When it comes to HIV-1, there are four different groups: Group M, Group N, Group O, and Group P. Group M is responsible for the majority of the global HIV epidemic, but within Group M there are at least nine genetically distinct subtypes of HIV-1.

But that shouldn't be concerning to that average patient, Dr. Anthony Fauci, director of the National Institute of Allergy and Infectious Diseases, told the news outlet.

"There's no reason to panic or even to worry about it a little bit", Fauci told CNN. Not many people are infected with this. "This is an outlier". Her laboratory has analyzed more than 60% of the global blood supply. This finally allowed this team, mostly from health care company Abbott Laboratories, a way to test if the 2001 sample was truly evidence of a new strain. Rodgers explained that these two cases were unusual and "didn't match other strains".

Specimen CG-0018a-01, which has been sequenced to reveal that it is a hitherto unknown subtype of HIV, was collected in 2001 in the Democratic Republic of Congo (DRC) as part of an HIV prevention of mother to child transmission (PMTCT) study. According to the guidelines in 2020, to classify this new subtype, three cases must be discovered independently. "So we've literally created technology that acts like a magnet to pull out that needle in the haystack and sequence just the virus".

According to estimates, 37.9 million people across the world are now living with HIV, while 1.7 million individuals contracted the virus previous year.

Technological improvements over the last few years have provided researchers with the ability to get entire genomes faster and from smaller samples. She is now funded for characterisation of rare variants of HIV in the Congo Basin and has developed a research lab in Cameroon focusing on HIV drug resistance.

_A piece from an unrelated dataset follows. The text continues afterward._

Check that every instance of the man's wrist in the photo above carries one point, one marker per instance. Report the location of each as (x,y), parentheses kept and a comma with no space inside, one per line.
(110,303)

Forms of this new strain of the HIV might be circulating, both in the DRC and elsewhere, but are unclassified as of now. "This discovery reminds us that to end the HIV pandemic, we must continue to out-think this continuously changing virus and use the latest advancements in technology and resources to monitor its evolution", according to Carole McArthur, professor, oral and craniofacial sciences departments, University of Missouri, Kansas City, and one of the study authors. She added, "We definitely don't work in isolation". Other candidate vaccines are in trials under evaluation. "We can never become complacent, we need to be proactive and we're working to stay a step ahead of the virus". Moreover, like much reporting on medical research, there is important contextual information one needs to understand the significance of this news.

Notícias recomendadas

We are pleased to provide this opportunity to share information, experiences and observations about what's in the news.
Some of the comments may be reprinted elsewhere in the site or in the newspaper.
Thank you for taking the time to offer your thoughts.